Fá’s bodyguards take custody of me and drag me toward Sigurd as Volga takes a seat at the high table. When the jarls have all returned to their seats, Fá jumps onto the table. The added weight from all the jarls leaning forward on it has ended the misery of the Golds beneath it.

“My jarls of war! Invincible brothers! Sons of Kuthul! Brothers of Ragnar! For three hours we have feasted, ten more lie before us!” The Ascomanni roar. Some of the Core Obsidian join them. “Now the Allfather, who has delivered Europa’s bounty unto us, hungers for our sacrifice!” Ascomanni shamans drift down from the acropolis’s roof to cry out a song and fall to their knees shrieking prayers. Slaves file out carrying entire trees, which are stacked before the shamans. When their chanting reaches a crescendo, fire leaps up from the stacked trees. Like magic. The shamans’ chanting subsides, and a hush falls over the crowd. Fá has raised his palms, calling for quiet.

“On Io, Jarl Volarus claimed the honor of the hunt! We feasted on Abraxes, mightiest drake of the Raa herd. Yes, we ate of his heart and flesh, and pitched his organs in the volcano Prometheus in offering to the Allfather.”

He flourishes his scale cape and then thrusts the trident at a flat-nosed Ascomanni.

“On Callisto, the honor of the hunt was claimed by Ramanar the Ice Blood.
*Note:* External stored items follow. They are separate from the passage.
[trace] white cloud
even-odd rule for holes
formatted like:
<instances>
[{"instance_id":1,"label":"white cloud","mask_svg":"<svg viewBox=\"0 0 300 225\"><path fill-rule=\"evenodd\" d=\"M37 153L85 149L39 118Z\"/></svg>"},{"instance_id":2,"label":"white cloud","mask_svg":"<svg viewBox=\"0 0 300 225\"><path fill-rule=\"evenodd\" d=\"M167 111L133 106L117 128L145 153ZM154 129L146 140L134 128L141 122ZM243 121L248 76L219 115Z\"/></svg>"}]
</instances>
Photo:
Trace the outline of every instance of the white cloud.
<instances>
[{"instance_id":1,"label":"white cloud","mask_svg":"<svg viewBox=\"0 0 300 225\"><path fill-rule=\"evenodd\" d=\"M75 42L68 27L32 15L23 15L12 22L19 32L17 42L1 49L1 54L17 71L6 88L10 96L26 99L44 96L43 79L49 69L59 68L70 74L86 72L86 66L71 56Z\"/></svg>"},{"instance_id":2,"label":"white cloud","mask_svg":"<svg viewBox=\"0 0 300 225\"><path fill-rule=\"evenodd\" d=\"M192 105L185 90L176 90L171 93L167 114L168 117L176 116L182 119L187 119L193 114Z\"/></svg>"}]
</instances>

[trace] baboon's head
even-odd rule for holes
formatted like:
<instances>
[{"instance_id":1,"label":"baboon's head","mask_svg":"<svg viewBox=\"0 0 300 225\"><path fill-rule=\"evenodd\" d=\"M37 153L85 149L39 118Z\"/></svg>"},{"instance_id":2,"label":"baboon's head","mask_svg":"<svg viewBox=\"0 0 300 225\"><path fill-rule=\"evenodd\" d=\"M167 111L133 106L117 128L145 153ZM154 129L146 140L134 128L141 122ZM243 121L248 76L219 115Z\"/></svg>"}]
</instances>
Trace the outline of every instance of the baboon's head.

And we feasted on the mighty ghost raptor Fenoracius and ate his heart and flesh and burned his organs in offering to the Allfather. On Europa, the honor has been claimed by Jarl Gherala of the Third Band.”

He turns to a lean Ascomanni of his own height.

“Jarl Gherala, I starve like a slave. But you, my most loyal jarl, you have brought me the fallen King of Europa to feast upon! You have wrested him from his ocean throne, dragged him up from his watery lair. Where is he? Where is Cyaxares?”

69

LYRIA

Hour of Hunger

I FEEL LIKE I AM watching a Violet drama.

Jarl Gherala points his spear at the sea. Engines rumble and a gravskiff rises up from the sea, up and up toward the acropolis. It is an immense machine, maybe two hundred meters long and just as many wide. Its edges are gilded in gold and silver. Maybe the surface is too, but it’s hard to tell because a beast covers it end to end.

A leviathan thrashes beneath chains. Its body is black and gold and nearly too large for the altar. Its central face is like that of a shark. About ten meters behind its neck sprout fin-like appendages, each with their own eyes and mouths at the end—smaller than its central face and the mouths more like the beaks of squid. Its midsection is swollen like a whale’s and tapers to a long, thick tail with three dorsal fins. Lidless milky eyes stare out.

Even Sigurd flinches at the power of its thrashing.

Jarl Gherala watches it with cool satisfaction. He cries out in Nagal: “Only kings may kill kings. My lord Fá, the honor is yours.”

Fá twirls his new trident and heads for the gravskiff. As the shamans chant, he jumps the gap between the acropolis and the skiff. He may be old, but he’s as nimble as an acrobat. Using the chains that bind the beast, Fá climbs until he stands just behind its main head. He laughs and rides its bucking muscled body. Its smaller mouths snap at him. “Allfather! I offer you this stain!” Fá cries and brings the trident down.